A manufacturer of CD-ROM drives claims that the player can spin the disc as frequently as 1200 revolutions per minute.

a. If spinning at this rate, what is the speed of the outer row of data on the disc?


This row is located 5.6 cm from the center of the disc.

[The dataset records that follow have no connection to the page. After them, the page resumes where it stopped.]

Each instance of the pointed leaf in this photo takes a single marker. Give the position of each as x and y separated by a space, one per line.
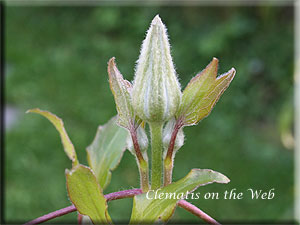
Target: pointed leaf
148 208
202 93
106 150
86 194
121 90
59 125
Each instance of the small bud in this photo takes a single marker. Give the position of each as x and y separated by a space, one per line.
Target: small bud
142 141
167 134
156 91
202 93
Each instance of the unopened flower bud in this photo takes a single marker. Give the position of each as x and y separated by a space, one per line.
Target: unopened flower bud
156 91
167 134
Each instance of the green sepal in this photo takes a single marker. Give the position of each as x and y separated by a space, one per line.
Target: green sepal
202 93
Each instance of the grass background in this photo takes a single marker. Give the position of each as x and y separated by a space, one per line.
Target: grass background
56 59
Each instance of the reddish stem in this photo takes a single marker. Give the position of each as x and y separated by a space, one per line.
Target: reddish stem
197 212
72 208
177 126
125 194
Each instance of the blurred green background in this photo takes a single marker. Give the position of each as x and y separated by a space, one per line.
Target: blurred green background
56 59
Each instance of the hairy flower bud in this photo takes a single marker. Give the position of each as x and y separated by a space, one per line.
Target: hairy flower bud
156 91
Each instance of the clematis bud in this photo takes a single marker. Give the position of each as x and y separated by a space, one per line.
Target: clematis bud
156 91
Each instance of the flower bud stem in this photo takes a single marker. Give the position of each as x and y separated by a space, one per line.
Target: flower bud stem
156 148
168 162
142 163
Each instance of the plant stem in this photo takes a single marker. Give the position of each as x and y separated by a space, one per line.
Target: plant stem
125 194
168 170
156 148
168 162
72 208
197 212
144 175
142 163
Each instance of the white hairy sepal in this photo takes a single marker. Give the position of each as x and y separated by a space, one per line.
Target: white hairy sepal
167 134
156 91
142 141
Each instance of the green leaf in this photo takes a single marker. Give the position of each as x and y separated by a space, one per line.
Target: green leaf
121 90
202 93
86 194
148 208
59 125
106 151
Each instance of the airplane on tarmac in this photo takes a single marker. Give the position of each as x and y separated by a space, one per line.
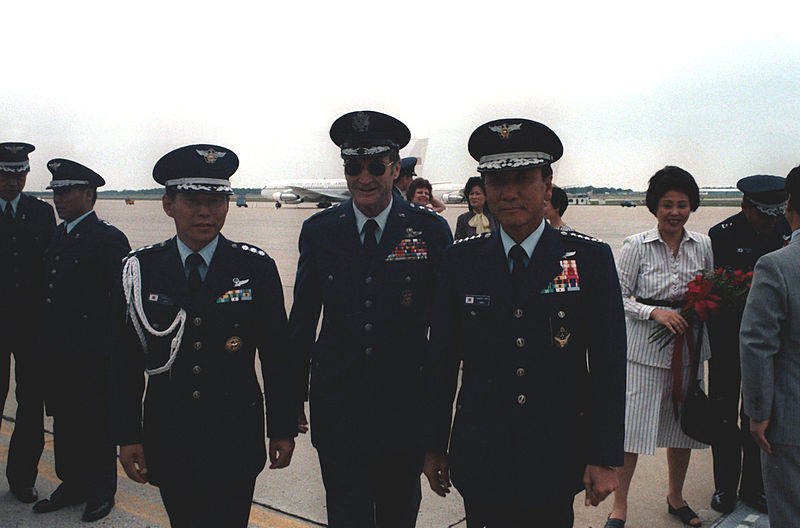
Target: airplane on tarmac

b. What is the acceleration of the outer row of data?

Answer 1

a. 7.0 m/s

First of all, we need to convert the angular speed (1200 rpm) from rpm to rad/s:

`\omega = 1200 (rev)/(min) \cdot (2\pi rad/rev)/(60 s/min)=125.6 rad/s`

Now we know that the row is located 5.6 cm from the centre of the disc:

r = 5.6 cm = 0.056 m

So we can find the tangential speed of the row as the product between the angular speed and the distance of the row from the centre of the circle:

`v=\omega r = (125.6 rad/s)(0.056 m)=7.0 m/s`

b.
`875 m/s^2`

The acceleration of the row of data (centripetal acceleration) is given by

`a=(v^2)/(r)`

where we have

v = 7.0 m/s is the tangential speed

r = 0.056 m is the distance of the row from the centre of the trajectory

Substituting numbers into the formula, we find

`a=((7.0 m/s)^2)/(0.056 m)=875 m/s^2`